Modify the IDM Provisioning Response File for Fusion Applications
Since the IDM provisioning is generic, we must change the following values in order to meet the requirements for the Fusion Applications provisioning. Change the following values manually in the provisioning.rsp file (or the name you specified).
#IDStore UserNames Configuration
IDSTORE_OAMADMINUSER=oamadmin
IDSTORE_OAMSOFTWAREUSER=oamLDAP
IDSTORE_OIMADMINUSER=oimLDAP
Go to the provisioning response file directory and back up the existing response file for precaution.

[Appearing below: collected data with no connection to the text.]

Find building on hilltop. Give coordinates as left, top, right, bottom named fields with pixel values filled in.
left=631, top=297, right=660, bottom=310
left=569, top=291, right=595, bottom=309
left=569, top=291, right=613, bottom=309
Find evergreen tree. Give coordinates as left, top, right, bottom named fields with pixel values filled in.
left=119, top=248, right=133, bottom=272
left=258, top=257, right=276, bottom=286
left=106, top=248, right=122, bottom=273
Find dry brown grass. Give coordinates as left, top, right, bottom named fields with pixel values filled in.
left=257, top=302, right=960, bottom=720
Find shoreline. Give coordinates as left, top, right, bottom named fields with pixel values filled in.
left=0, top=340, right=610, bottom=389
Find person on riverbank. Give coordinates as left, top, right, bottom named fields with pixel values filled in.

[fusion@idmhost ∼]$ cd /app/provisioning/tools/idmlcm/provisioning/bin/
[fusion@idmhost bin]$ cp -p provisioning.rsp provisioning.rsp.bak
Edit the response file and change the values of IDSTORE_OAMADMINUSER, IDSTORE_OAMSOFTWAREUSER and IDSTORE_OIMADMINUSER as mentioned.
[fusion@idmhost bin]$ vi provisioning.rsp
Let’s make sure that the correct lines were changed and compare them with the original file.
[fusion@idmhost bin]$ diff provisioning.rsp provisioning.rsp.bak
355,357c355,357
< IDSTORE_OAMADMINUSER=oamadmin
< IDSTORE_OAMSOFTWAREUSER=oamLDAP
< IDSTORE_OIMADMINUSER=oimLDAP
—
> IDSTORE_OAMADMINUSER=oamAdminUser
> IDSTORE_OAMSOFTWAREUSER=oamSoftwareUser
> IDSTORE_OIMADMINUSER=oimAdminUser
Copy Credentials Wallet File to DMZ Hosts (Optional)
If you are using DMZ hosts in your topology, you must copy certain files to the DMZ nodes since they are not on the shared location. In this case, you will see another directory named <provisioning_filename>_data under the same location where the IDM Provisioning response files have been created. You will see a file named cwallet.sso, which contains the credentials information for encryption and decryption purposes. Copy the response file as well as this folder to the same location on DMZ hosts or any hosts that do not have shared disks visible.
Summary
In this chapter, you have seen the structure of the Identity Management provisioning framework and the steps for installing it. Later you learned about the process of creating the Identity Management provisioning profile or response file. At this stage, we created the Provisioning response file, which will be used later as the source profile for creating an Identity Management environment. The wizard allows you to create many response files for different topologies. If you copy the file to another server, you should be able to provision an Identity Management environment using the same file in plain text with different variables and their respective values. At the end of this chapter, you read about the importance of various screens of the response file and learned which values you should choose.